Hemos llegado a la casa de doña Florencia, directora de la Oficina de Turismo de Cali.

Por: Margarita Rosa De Francisco (@margaritarosadf)
| Foto: Luis Carlos Cifuentes

Mi mamá está trabajando para ella en el departamento de Relaciones Públicas mientras corren agonizantes los años setenta.
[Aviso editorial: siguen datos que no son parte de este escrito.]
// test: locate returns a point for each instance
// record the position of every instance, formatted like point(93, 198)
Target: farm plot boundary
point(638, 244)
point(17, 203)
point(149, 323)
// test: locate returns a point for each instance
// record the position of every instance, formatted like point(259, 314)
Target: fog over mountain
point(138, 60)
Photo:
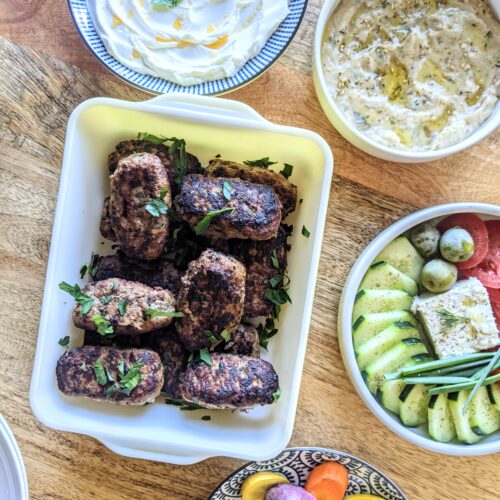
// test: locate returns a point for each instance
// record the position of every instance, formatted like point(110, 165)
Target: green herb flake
point(64, 341)
point(154, 313)
point(262, 162)
point(204, 223)
point(100, 373)
point(287, 170)
point(102, 325)
point(122, 307)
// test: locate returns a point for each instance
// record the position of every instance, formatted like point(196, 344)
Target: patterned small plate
point(273, 49)
point(297, 463)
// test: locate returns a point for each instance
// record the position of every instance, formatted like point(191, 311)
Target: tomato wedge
point(476, 227)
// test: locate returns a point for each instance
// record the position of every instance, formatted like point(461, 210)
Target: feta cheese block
point(459, 321)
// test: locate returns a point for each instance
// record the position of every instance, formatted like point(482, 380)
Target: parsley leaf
point(102, 324)
point(122, 307)
point(100, 373)
point(287, 170)
point(227, 189)
point(262, 162)
point(204, 223)
point(75, 291)
point(64, 341)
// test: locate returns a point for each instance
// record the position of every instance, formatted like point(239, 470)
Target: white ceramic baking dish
point(210, 126)
point(418, 435)
point(354, 136)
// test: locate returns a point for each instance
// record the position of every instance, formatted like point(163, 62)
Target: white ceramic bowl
point(417, 435)
point(353, 135)
point(162, 432)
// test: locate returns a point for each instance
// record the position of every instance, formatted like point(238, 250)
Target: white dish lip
point(345, 326)
point(201, 109)
point(365, 143)
point(19, 482)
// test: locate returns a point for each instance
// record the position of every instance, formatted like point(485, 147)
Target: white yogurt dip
point(192, 42)
point(416, 75)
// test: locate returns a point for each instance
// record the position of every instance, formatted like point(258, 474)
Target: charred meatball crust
point(169, 160)
point(230, 382)
point(257, 257)
point(155, 273)
point(257, 209)
point(108, 293)
point(211, 297)
point(285, 190)
point(139, 179)
point(76, 376)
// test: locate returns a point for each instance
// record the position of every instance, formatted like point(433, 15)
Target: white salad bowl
point(210, 126)
point(355, 136)
point(418, 435)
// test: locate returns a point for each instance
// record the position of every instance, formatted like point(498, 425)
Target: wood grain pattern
point(37, 95)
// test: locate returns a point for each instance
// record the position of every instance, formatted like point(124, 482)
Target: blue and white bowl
point(297, 463)
point(255, 67)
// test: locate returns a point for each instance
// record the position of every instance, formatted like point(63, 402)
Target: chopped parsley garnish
point(64, 341)
point(102, 324)
point(287, 170)
point(227, 189)
point(449, 319)
point(204, 223)
point(75, 291)
point(122, 307)
point(100, 373)
point(263, 162)
point(154, 313)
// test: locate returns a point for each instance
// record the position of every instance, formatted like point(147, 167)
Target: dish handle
point(204, 105)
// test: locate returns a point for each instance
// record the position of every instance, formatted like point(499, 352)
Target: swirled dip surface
point(415, 75)
point(190, 43)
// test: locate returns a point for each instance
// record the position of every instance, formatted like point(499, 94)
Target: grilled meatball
point(211, 297)
point(108, 294)
point(174, 358)
point(258, 259)
point(286, 191)
point(156, 273)
point(105, 227)
point(232, 381)
point(244, 340)
point(169, 160)
point(138, 180)
point(256, 215)
point(79, 374)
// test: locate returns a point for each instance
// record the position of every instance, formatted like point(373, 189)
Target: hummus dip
point(186, 41)
point(416, 75)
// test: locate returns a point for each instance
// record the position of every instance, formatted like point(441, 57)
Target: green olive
point(425, 239)
point(439, 275)
point(456, 245)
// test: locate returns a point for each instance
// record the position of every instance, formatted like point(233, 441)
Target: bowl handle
point(206, 105)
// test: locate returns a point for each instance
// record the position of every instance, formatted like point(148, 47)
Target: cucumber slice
point(441, 424)
point(376, 301)
point(402, 255)
point(456, 401)
point(391, 360)
point(382, 276)
point(413, 402)
point(369, 325)
point(484, 419)
point(376, 346)
point(494, 394)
A mis dos hermanos y a mí nos asusta venir aquí, porque el otro día la dueña de esta mansión nos mostró el museo de momias calimas instalado en uno de los cuartos; sin embargo, a veces, cuando tienen reunión como hoy que es sábado y el sol está quemando, nos traen para que nos bañemos en la piscina mientras tanto.

Antes de alcanzar la gran puerta de madera, atravesamos un jardín encantado, donde los caladios con sus hojas terminadas en punta, anchas y rosadas en el centro, parecen lenguas de reptiles prehistóricos. La vegetación de este lugar es intimidante, densa y masiva; los helechos son explosiones gigantes de un oscuro verdor, y las hojas de los arbustos, colosales, orejas de elefante.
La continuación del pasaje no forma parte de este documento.